What? The Government Is Studying Your 'Social Pollution' on Twitter

October 19th, 2014 8:15 AM

Ajit Pai, a Republican appointee to the Federal Communications Commission, has an eye-opening opinion piece in The Washington Post on how the federal government is funding an initiative to monitor political speech on Twitter called....."Truthy," in homage to Stephen Colbert. The headline had hashtags, "#wasteful" and "#Orwellian."

Congressional Republicans always run from any attempt to monitor the leftist content of public broadcasting as some sort of free-speech violation -- which is wrong, since taking taxpayer money from conservatives to fund leftist propaganda is the free-speech violation. So why is government content-monitoring acceptable? He began:

If you take to Twitter to express your views on a hot-button issue, does the government have an interest in deciding whether you are spreading “misinformation’’? If you tweet your support for a candidate in the November elections, should taxpayer money be used to monitor your speech and evaluate your “partisanship’’?

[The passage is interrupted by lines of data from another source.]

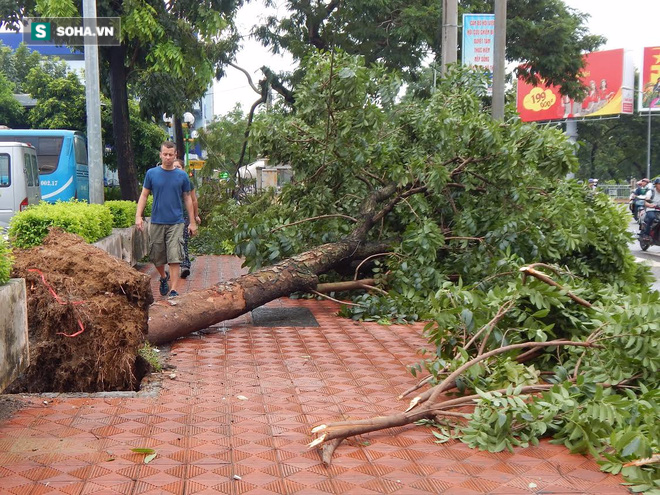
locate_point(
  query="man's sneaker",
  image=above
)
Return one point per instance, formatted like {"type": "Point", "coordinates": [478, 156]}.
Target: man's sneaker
{"type": "Point", "coordinates": [164, 286]}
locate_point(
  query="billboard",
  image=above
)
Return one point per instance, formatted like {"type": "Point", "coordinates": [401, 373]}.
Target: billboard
{"type": "Point", "coordinates": [478, 40]}
{"type": "Point", "coordinates": [649, 96]}
{"type": "Point", "coordinates": [609, 77]}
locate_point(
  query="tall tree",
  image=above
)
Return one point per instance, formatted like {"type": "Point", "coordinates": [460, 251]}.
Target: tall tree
{"type": "Point", "coordinates": [11, 112]}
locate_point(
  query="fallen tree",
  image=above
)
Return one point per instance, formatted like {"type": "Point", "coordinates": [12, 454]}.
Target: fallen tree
{"type": "Point", "coordinates": [566, 350]}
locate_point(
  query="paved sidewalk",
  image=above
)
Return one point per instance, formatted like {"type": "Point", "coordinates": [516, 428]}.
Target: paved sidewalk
{"type": "Point", "coordinates": [236, 420]}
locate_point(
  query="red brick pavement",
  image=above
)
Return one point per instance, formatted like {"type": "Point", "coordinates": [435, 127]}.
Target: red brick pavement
{"type": "Point", "coordinates": [236, 420]}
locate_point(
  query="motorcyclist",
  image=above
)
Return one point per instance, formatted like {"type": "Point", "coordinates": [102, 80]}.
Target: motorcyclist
{"type": "Point", "coordinates": [652, 203]}
{"type": "Point", "coordinates": [638, 196]}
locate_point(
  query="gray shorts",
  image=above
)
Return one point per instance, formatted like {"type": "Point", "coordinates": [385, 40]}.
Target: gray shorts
{"type": "Point", "coordinates": [165, 243]}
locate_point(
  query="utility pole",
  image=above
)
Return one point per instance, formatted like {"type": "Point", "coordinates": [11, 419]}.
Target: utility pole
{"type": "Point", "coordinates": [449, 33]}
{"type": "Point", "coordinates": [93, 103]}
{"type": "Point", "coordinates": [499, 64]}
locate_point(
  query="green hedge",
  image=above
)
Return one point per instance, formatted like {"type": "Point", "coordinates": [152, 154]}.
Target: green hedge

My guess is that most Americans would answer those questions with a resounding no. But the federal government seems to disagree. The National Science Foundation , a federal agency whose mission is to “promote the progress of science; to advance the national health, prosperity and welfare; and to secure the national defense,” is funding a project to collect and analyze your Twitter data.

But there’s much more to the story. Focusing in particular on political speech, Truthy keeps track of which Twitter accounts are using hashtags such as #teaparty and #dems. It estimates users’ “partisanship.” It invites feedback on whether specific Twitter users, such as the Drudge Report, are “truthy” or “spamming.” And it evaluates whether accounts are expressing “positive” or “negative” sentiments toward other users or memes.

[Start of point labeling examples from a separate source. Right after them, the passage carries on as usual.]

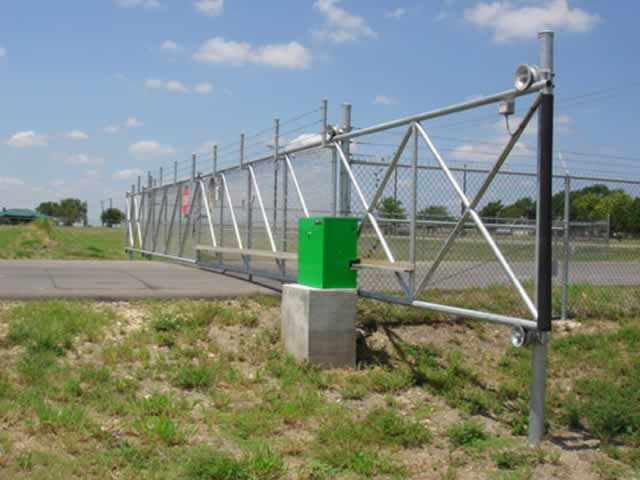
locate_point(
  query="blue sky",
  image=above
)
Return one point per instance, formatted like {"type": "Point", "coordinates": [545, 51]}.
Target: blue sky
{"type": "Point", "coordinates": [94, 92]}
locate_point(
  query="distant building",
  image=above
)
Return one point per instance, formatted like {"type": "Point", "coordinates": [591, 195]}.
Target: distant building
{"type": "Point", "coordinates": [15, 216]}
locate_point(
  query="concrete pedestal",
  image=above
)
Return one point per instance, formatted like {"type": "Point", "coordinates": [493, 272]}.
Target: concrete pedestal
{"type": "Point", "coordinates": [318, 325]}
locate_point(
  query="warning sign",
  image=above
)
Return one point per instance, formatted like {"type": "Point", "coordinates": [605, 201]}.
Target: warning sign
{"type": "Point", "coordinates": [185, 200]}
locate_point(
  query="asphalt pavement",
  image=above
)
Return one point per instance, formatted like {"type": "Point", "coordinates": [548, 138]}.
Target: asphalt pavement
{"type": "Point", "coordinates": [115, 280]}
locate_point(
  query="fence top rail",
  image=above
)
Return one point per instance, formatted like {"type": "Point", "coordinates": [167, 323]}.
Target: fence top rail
{"type": "Point", "coordinates": [372, 163]}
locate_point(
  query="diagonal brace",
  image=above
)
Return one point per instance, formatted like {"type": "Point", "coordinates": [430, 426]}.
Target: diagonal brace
{"type": "Point", "coordinates": [387, 176]}
{"type": "Point", "coordinates": [363, 200]}
{"type": "Point", "coordinates": [478, 221]}
{"type": "Point", "coordinates": [262, 209]}
{"type": "Point", "coordinates": [479, 195]}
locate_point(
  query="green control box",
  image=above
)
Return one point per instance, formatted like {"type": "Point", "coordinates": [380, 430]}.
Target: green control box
{"type": "Point", "coordinates": [326, 248]}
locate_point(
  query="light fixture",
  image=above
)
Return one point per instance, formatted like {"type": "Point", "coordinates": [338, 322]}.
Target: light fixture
{"type": "Point", "coordinates": [526, 75]}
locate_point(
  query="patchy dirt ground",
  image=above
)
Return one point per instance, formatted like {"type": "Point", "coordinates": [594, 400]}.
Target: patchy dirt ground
{"type": "Point", "coordinates": [202, 390]}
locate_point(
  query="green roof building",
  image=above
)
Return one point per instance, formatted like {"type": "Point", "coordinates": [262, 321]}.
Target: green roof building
{"type": "Point", "coordinates": [16, 216]}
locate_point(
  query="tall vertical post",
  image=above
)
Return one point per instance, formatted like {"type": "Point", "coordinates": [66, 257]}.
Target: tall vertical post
{"type": "Point", "coordinates": [323, 132]}
{"type": "Point", "coordinates": [249, 195]}
{"type": "Point", "coordinates": [131, 220]}
{"type": "Point", "coordinates": [565, 247]}
{"type": "Point", "coordinates": [345, 185]}
{"type": "Point", "coordinates": [395, 183]}
{"type": "Point", "coordinates": [215, 160]}
{"type": "Point", "coordinates": [334, 182]}
{"type": "Point", "coordinates": [276, 154]}
{"type": "Point", "coordinates": [543, 243]}
{"type": "Point", "coordinates": [414, 213]}
{"type": "Point", "coordinates": [464, 188]}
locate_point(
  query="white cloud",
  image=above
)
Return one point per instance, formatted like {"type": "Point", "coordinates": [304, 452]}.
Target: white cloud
{"type": "Point", "coordinates": [151, 148]}
{"type": "Point", "coordinates": [149, 4]}
{"type": "Point", "coordinates": [203, 88]}
{"type": "Point", "coordinates": [76, 135]}
{"type": "Point", "coordinates": [218, 50]}
{"type": "Point", "coordinates": [206, 147]}
{"type": "Point", "coordinates": [133, 122]}
{"type": "Point", "coordinates": [28, 139]}
{"type": "Point", "coordinates": [304, 139]}
{"type": "Point", "coordinates": [82, 159]}
{"type": "Point", "coordinates": [383, 100]}
{"type": "Point", "coordinates": [176, 87]}
{"type": "Point", "coordinates": [127, 173]}
{"type": "Point", "coordinates": [487, 151]}
{"type": "Point", "coordinates": [396, 13]}
{"type": "Point", "coordinates": [444, 10]}
{"type": "Point", "coordinates": [211, 8]}
{"type": "Point", "coordinates": [341, 26]}
{"type": "Point", "coordinates": [173, 86]}
{"type": "Point", "coordinates": [169, 45]}
{"type": "Point", "coordinates": [510, 20]}
{"type": "Point", "coordinates": [11, 181]}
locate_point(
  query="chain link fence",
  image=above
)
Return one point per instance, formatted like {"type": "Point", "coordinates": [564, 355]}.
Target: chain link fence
{"type": "Point", "coordinates": [219, 199]}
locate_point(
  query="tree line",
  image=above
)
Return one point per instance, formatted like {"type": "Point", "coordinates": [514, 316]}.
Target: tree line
{"type": "Point", "coordinates": [70, 211]}
{"type": "Point", "coordinates": [588, 204]}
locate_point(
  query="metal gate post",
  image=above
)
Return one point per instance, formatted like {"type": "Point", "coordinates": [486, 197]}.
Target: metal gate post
{"type": "Point", "coordinates": [345, 185]}
{"type": "Point", "coordinates": [543, 244]}
{"type": "Point", "coordinates": [414, 214]}
{"type": "Point", "coordinates": [276, 154]}
{"type": "Point", "coordinates": [565, 247]}
{"type": "Point", "coordinates": [246, 260]}
{"type": "Point", "coordinates": [285, 208]}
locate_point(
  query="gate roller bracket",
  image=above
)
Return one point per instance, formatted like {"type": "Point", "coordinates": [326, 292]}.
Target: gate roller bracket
{"type": "Point", "coordinates": [522, 337]}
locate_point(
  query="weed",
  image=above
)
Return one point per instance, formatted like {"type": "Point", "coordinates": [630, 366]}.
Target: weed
{"type": "Point", "coordinates": [608, 470]}
{"type": "Point", "coordinates": [510, 460]}
{"type": "Point", "coordinates": [208, 464]}
{"type": "Point", "coordinates": [466, 434]}
{"type": "Point", "coordinates": [25, 462]}
{"type": "Point", "coordinates": [162, 428]}
{"type": "Point", "coordinates": [52, 326]}
{"type": "Point", "coordinates": [52, 418]}
{"type": "Point", "coordinates": [192, 377]}
{"type": "Point", "coordinates": [385, 426]}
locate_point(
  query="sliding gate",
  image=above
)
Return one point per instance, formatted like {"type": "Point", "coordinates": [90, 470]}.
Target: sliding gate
{"type": "Point", "coordinates": [242, 218]}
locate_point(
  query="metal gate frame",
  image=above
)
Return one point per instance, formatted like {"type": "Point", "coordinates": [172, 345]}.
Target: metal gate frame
{"type": "Point", "coordinates": [143, 237]}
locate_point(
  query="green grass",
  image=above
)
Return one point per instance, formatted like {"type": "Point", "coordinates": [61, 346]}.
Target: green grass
{"type": "Point", "coordinates": [42, 240]}
{"type": "Point", "coordinates": [170, 397]}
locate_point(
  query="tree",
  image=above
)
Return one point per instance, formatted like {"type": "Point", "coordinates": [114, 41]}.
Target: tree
{"type": "Point", "coordinates": [72, 210]}
{"type": "Point", "coordinates": [50, 209]}
{"type": "Point", "coordinates": [521, 208]}
{"type": "Point", "coordinates": [112, 216]}
{"type": "Point", "coordinates": [391, 208]}
{"type": "Point", "coordinates": [435, 212]}
{"type": "Point", "coordinates": [492, 209]}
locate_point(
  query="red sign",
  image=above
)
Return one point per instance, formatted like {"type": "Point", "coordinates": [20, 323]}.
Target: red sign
{"type": "Point", "coordinates": [185, 200]}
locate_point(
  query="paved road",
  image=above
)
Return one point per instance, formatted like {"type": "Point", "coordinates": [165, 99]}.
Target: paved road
{"type": "Point", "coordinates": [114, 280]}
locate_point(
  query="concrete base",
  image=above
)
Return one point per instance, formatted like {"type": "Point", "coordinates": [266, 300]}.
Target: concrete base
{"type": "Point", "coordinates": [319, 325]}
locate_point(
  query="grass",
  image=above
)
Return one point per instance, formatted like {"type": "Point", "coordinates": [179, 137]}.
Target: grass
{"type": "Point", "coordinates": [43, 240]}
{"type": "Point", "coordinates": [202, 390]}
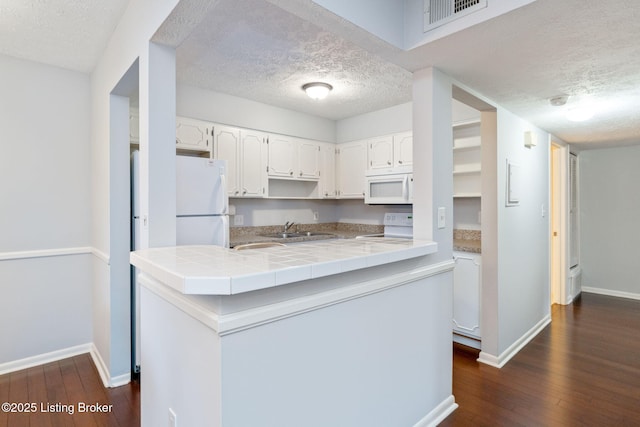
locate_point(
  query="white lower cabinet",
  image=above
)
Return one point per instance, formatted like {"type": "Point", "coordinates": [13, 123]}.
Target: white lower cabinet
{"type": "Point", "coordinates": [467, 291]}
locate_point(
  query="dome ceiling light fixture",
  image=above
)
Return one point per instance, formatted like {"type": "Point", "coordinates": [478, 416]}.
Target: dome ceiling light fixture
{"type": "Point", "coordinates": [317, 90]}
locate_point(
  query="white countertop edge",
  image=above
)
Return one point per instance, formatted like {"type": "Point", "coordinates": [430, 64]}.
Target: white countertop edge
{"type": "Point", "coordinates": [230, 285]}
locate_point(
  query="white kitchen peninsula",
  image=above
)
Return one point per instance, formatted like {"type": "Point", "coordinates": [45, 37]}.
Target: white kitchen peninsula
{"type": "Point", "coordinates": [343, 332]}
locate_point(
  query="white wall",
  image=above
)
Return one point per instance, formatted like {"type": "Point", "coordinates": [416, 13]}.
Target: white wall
{"type": "Point", "coordinates": [129, 46]}
{"type": "Point", "coordinates": [45, 209]}
{"type": "Point", "coordinates": [609, 213]}
{"type": "Point", "coordinates": [522, 242]}
{"type": "Point", "coordinates": [382, 122]}
{"type": "Point", "coordinates": [230, 110]}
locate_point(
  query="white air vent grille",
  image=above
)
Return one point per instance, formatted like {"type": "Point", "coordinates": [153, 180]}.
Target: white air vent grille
{"type": "Point", "coordinates": [439, 12]}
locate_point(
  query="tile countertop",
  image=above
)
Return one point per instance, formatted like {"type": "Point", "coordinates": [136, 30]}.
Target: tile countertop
{"type": "Point", "coordinates": [467, 241]}
{"type": "Point", "coordinates": [335, 230]}
{"type": "Point", "coordinates": [213, 270]}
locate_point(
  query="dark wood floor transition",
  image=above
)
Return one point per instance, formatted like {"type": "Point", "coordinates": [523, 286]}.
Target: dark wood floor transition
{"type": "Point", "coordinates": [582, 370]}
{"type": "Point", "coordinates": [66, 393]}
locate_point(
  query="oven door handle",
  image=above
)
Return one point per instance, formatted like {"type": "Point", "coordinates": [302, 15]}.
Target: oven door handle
{"type": "Point", "coordinates": [405, 188]}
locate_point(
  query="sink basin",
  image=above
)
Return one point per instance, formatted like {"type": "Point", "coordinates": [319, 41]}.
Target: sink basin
{"type": "Point", "coordinates": [283, 235]}
{"type": "Point", "coordinates": [259, 245]}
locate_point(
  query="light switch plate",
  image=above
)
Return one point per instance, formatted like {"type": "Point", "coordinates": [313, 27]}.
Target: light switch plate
{"type": "Point", "coordinates": [442, 217]}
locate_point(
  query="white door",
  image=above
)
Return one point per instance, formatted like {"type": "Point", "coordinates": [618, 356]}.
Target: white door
{"type": "Point", "coordinates": [253, 172]}
{"type": "Point", "coordinates": [203, 230]}
{"type": "Point", "coordinates": [227, 141]}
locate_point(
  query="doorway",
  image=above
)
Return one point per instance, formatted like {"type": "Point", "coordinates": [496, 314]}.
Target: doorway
{"type": "Point", "coordinates": [558, 195]}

The Truthy team says this research could be used to “mitigate the diffusion of false and misleading ideas, detect hate speech and subversive propaganda, and assist in the preservation of open debate.”

Hmm. A government-funded initiative is going to “assist in the preservation of open debate” by monitoring social media for “subversive propaganda” and combating what it considers to be “the diffusion of false and misleading ideas”? The concept seems to have come straight out of a George Orwell novel.

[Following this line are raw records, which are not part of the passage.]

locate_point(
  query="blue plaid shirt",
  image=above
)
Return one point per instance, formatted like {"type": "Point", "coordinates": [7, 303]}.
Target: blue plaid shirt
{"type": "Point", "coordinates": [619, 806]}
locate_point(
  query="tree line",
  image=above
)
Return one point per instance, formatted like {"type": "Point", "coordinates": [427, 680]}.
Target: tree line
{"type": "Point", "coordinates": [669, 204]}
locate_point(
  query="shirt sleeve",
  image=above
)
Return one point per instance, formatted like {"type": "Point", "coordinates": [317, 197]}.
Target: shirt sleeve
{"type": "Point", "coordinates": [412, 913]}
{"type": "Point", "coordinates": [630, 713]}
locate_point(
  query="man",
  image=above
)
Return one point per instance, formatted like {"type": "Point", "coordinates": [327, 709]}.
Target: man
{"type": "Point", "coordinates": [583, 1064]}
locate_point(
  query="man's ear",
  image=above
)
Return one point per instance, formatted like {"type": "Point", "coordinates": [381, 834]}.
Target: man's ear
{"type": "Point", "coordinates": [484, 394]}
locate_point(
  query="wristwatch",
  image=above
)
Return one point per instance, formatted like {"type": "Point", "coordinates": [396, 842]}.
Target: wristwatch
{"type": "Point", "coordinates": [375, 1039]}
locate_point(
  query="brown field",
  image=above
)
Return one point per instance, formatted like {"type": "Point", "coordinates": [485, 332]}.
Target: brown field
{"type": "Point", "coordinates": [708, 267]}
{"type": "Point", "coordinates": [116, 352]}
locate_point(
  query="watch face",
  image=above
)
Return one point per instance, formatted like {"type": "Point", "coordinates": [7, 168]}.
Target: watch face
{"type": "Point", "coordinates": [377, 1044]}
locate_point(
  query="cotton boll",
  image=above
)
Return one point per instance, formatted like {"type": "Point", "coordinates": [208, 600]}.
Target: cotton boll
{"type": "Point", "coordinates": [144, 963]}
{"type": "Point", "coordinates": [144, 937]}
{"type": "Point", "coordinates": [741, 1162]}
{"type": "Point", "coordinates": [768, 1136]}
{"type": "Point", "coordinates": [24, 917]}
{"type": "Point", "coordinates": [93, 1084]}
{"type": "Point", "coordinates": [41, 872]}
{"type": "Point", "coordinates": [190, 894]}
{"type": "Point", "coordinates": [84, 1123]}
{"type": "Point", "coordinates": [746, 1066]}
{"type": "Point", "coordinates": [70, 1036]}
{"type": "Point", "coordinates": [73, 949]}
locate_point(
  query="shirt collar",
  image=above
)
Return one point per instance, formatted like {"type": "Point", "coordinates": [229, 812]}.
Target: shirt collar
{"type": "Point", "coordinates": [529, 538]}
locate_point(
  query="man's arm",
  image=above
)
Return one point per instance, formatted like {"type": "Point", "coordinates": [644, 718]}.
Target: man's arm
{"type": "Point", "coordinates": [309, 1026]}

The NSF has already poured nearly $1 million into Truthy. To what end? Why is the federal government spending so much money on the study of your Twitter habits?

Some possible hints as to Truthy’s real motives emerge in a 2012 paper by the project’s leaders, in which they wrote ominously of a “highly-active, densely-interconnected constituency of right-leaning users using [Twitter] to further their political views.”

Pai connected this study to Team Obama’s plot to study “critical information needs” inside the media at the FCC, which was scrapped. “The episode reaffirmed that the American people, not their government, determine what their critical information needs are and that the First Amendment means the government has no place in the newsroom.”

Well, apparently unless the newsroom is government-funded, like NPR and PBS.

Pai, concluded that the so-called freedom-of-speech liberals really don't like more voices in the political debate: "To those who wish to shape the nation’s political dialogue, social media is dangerous. No longer can a cadre of elite gatekeepers pick and choose the ideas to which Americans will be exposed. But today’s democratization of political speech is a good thing. It brings into the arena countless Americans whose voices previously might have received inadequate or slanted exposure." Slanted exposure equals liberal media.